Lire la chronique Pertes & profits : Credit Suisse : « Désagréments de voisinage au pays de l’argent roi »

Dans la foulée des révélations de la filature, le bras droit de Tidjane Thiam, Pierre-Olivier Bouée, est poussé vers la sortie, ainsi que le chef de la sécurité qui dépendait directement de lui. L’affaire prend une tournure plus dramatique, quand le détective privé, qui avait organisé la filature d’Iqbal Kahn, se suicide, d’après un avocat de la firme de sécurité privée recrutée pour cette mission.
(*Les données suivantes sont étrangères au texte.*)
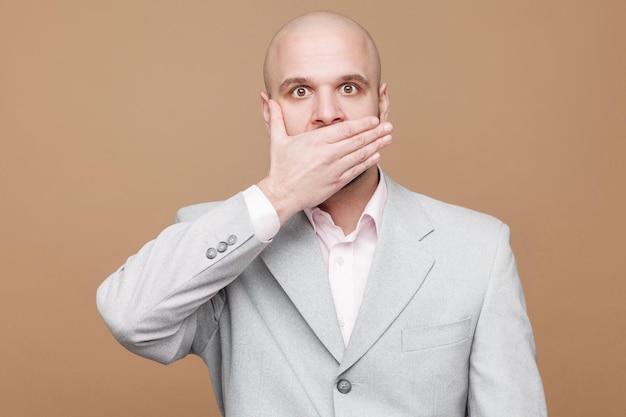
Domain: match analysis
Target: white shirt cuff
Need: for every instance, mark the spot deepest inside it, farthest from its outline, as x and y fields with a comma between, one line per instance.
x=262, y=214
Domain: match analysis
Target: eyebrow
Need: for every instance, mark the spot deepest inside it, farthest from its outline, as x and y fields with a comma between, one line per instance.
x=307, y=81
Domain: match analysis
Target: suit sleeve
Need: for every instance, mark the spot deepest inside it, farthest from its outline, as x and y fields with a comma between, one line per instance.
x=504, y=379
x=151, y=303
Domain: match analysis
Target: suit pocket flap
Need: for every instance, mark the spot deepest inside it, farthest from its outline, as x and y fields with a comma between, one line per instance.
x=418, y=338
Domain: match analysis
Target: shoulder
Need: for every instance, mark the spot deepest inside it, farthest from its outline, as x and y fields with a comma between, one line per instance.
x=442, y=217
x=195, y=211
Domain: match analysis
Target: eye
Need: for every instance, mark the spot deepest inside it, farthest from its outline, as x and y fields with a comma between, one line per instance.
x=300, y=92
x=348, y=89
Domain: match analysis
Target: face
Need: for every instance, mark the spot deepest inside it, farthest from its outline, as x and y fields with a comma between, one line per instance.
x=323, y=78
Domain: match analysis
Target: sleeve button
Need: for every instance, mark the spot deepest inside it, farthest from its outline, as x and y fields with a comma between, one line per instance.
x=211, y=253
x=344, y=386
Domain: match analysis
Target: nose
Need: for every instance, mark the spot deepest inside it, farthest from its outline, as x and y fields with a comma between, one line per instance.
x=327, y=109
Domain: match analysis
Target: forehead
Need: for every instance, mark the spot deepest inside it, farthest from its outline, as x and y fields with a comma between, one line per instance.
x=321, y=55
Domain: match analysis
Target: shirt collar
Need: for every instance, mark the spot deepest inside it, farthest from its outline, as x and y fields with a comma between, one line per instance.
x=373, y=209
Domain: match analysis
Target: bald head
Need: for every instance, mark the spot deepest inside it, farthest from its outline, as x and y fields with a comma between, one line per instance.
x=308, y=27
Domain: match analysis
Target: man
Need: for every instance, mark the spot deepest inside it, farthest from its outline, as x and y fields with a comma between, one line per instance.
x=327, y=289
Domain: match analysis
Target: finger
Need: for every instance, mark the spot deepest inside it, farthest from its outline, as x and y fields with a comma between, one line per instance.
x=277, y=123
x=361, y=159
x=364, y=139
x=340, y=131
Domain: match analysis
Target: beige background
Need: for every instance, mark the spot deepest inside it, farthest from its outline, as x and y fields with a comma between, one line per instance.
x=115, y=113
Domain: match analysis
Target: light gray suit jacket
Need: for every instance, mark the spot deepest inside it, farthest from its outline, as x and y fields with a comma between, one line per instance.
x=442, y=330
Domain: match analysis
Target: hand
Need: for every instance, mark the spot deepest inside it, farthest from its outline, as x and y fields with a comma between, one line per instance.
x=307, y=169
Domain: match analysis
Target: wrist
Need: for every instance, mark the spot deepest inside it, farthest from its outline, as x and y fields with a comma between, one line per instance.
x=281, y=199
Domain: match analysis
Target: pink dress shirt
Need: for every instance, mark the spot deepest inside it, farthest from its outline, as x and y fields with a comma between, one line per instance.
x=347, y=258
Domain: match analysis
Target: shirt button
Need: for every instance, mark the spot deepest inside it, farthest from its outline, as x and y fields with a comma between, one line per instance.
x=222, y=246
x=344, y=386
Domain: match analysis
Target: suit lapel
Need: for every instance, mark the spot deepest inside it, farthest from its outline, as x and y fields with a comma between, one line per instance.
x=295, y=259
x=398, y=270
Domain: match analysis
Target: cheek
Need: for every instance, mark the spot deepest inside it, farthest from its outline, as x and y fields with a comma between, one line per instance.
x=296, y=119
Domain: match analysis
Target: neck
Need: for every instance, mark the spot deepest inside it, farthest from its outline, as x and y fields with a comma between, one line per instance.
x=346, y=206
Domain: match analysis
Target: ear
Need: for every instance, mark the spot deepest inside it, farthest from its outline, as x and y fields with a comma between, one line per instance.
x=383, y=102
x=265, y=109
Credit Suisse a toujours affirmé que son directeur général n’avait pas été mis au courant de cette filature. Une enquête interne, confiée à un cabinet d’avocats par Credit Suisse, a innocenté, début octobre, Tidjane Thiam, mais le scandale ébranle le milieu bancaire suisse, plus habitué à la discrétion, et met le talentueux patron de la banque suisse sous pression.

Relations tendues avec le président du groupe

 

D’autant que le dossier connaît un second rebondissement en décembre lorsque la banque reconnaît un second cas d’espionnage, concernant cette fois Peter Goerke, l’ancien directeur des ressources humaines, avant de rebondir à nouveau le week-end du 1er et 2 février dans la presse dominicale, le SonntagsZeitung affirmant que la surveillance aurait également visé l’organisation écologiste Greenpeace, à la suite d’une intrusion de militants de l’ONG lors d’une assemblée générale des actionnaires en 2017. Cette accumulation d’affaires aurait tendu les relations entre Tidjane Thiam et le président du groupe bancaire, Urs Rohner. Ce dernier est soupçonné d’avoir fait fuiter dans la presse, la semaine passée, des noms de successeurs potentiels.

Dans le communiqué de Credit Suisse annonçant sa démission, Tidjane Thiam est revenu sur l’affaire des filatures. « Je n’avais aucune connaissance de la surveillance de deux anciens collègues », a-t-il déclaré. Reconnaissant que cette dernière a « sans aucun doute perturbé Credit Suisse, provoqué de l’angoisse et fait du tort », il déplore « que cela se soit passé alors que ça n’aurait jamais dû être le cas ».

Diplômé de l’Ecole polytechnique et de l’Ecole des mines de Paris, M. Thiam avait repris les commandes d’un Credit Suisse en mauvaise posture, en 2015, après avoir redressé avec succès l’assureur britannique Prudential. Il a rapidement mis en place au sein du groupe helvète un vaste plan visant à renforcer la gestion de fortune et à recalibrer la banque d’investissement. Depuis, le groupe se porte mieux. Le dirigeant avait, d’ailleurs, eu ces derniers mois le soutien de plusieurs actionnaires de l’entreprise. Dans son communiqué, Urs Rohner salue l’action de M. Thiam. « C’est grâce à lui que la banque est de nouveau solide et a renoué avec les bénéfices », déclare-t-il.